The astrolabe, as an instrument for taking the altitude of the stars or the sun, had long been in use. Thomas Blundevile, who wrote in 1622, says he had seen three kinds, and that the astrolabe of Stofflerus had then been in use a hundred years. It had been improved by Gemma Frisius. Mr. Blagrave had likewise improved upon the last-mentioned, and his instrument was at that time in general use in England. The astrolabe continued to be employed in Great Britain in taking altitudes for more than a century subsequent to this, certainly till Hadley's Quadrant was invented, which was first announced in 1731.
The astrolabes which had the broadest disks were more exact, as they were projected on a larger scale, but as they were easily jostled by the wind or the movement of the ship at sea, they could with difficulty be employed. But Mr. Blundevile informs us that "the Spaniards doe commonly make their astrolabes narrow and weighty, which for the most part are not much above five inches broad, and yet doe weigh at the least foure pound, & to that end the lower part is made a great deale thicker than the upper part towards the ring or handle." _Vide M. Blendeale his Exercises_, London, 1622, pp. 595, 597. This Spanish instrument, it will be observed, is very similar to that found on the Old Portage road, and the latter may have been of Spanish make.
In order to take the latitude in Champlain's day, at least three distinct steps or processes were necessary, and the following directions might have been given.
I. Let the astrolabe be suspended so that it shall hang plumb. Direct the index or diopter to the sun at noon, so that the same ray of light may shine through both holes in the two tablets or pinules on the diopter, and the diopter will point to the degree of the sun's meridian altitude indicated on the outer rim of the astrolabe.
II. Ascertain the exact degree of the sun's declination for that day, by a table calculated for that purpose, which accompanies the astrolabe.
III. Subtract the declination, so found, if it be northerly, from the meridian altitude; or if the declination be southerly, add the declination to the meridian altitude, and the result, subtracted from 90 deg., will give the latitude.
In these several processes of taking the latitude there are numerous possibilities of inexactness. It does not appear that any correction was made for refraction of light, or the precession of the equinoxes. But the most important source of inaccuracy was in the use of the astrolabe whose disk was so small that its divisions could not be carried beyond degrees, and consequently minutes were arrived at by sheer estimation, and usually when the work was completed, the error was not less than one fourth or one half of a degree, and it was often much more.

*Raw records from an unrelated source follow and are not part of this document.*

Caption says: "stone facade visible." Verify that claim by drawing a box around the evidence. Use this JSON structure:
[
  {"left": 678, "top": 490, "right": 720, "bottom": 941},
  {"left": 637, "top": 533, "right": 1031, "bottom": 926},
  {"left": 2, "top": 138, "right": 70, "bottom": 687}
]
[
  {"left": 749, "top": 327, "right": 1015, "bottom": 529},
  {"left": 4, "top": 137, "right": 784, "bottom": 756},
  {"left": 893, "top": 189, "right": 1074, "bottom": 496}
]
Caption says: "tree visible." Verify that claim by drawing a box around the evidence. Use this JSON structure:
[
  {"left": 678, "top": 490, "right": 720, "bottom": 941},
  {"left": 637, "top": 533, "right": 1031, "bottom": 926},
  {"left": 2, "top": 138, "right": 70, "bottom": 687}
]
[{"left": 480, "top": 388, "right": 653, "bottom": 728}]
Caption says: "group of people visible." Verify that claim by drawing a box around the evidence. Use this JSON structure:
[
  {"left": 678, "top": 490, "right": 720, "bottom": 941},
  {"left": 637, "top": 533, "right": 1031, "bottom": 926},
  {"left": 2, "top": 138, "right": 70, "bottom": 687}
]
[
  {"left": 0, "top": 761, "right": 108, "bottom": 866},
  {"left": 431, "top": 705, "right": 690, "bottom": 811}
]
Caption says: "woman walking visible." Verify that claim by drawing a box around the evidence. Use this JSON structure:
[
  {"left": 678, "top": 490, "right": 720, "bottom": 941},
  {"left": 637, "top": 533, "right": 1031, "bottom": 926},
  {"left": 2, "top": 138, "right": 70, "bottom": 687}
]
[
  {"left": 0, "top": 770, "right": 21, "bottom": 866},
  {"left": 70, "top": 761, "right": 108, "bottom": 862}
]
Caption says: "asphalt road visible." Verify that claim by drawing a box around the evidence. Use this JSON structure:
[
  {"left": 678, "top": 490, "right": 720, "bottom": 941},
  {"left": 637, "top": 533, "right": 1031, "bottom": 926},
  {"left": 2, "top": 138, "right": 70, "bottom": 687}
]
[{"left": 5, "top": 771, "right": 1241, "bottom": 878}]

This accounts fully for the inaccuracies of Champlain's latitudes from first to last throughout his entire explorations, as tested by the very exact instruments and tables now in use. No better method of determining the latitude existed at that day, and consequently the historian is warned not to rely upon the latitude alone as given by the early navigators and explorers in identifying the exact localities which they visited.
63. Subsequently called Hurons.
64. _Vide_ Vol. I. p. 49; Vol. II. note 219.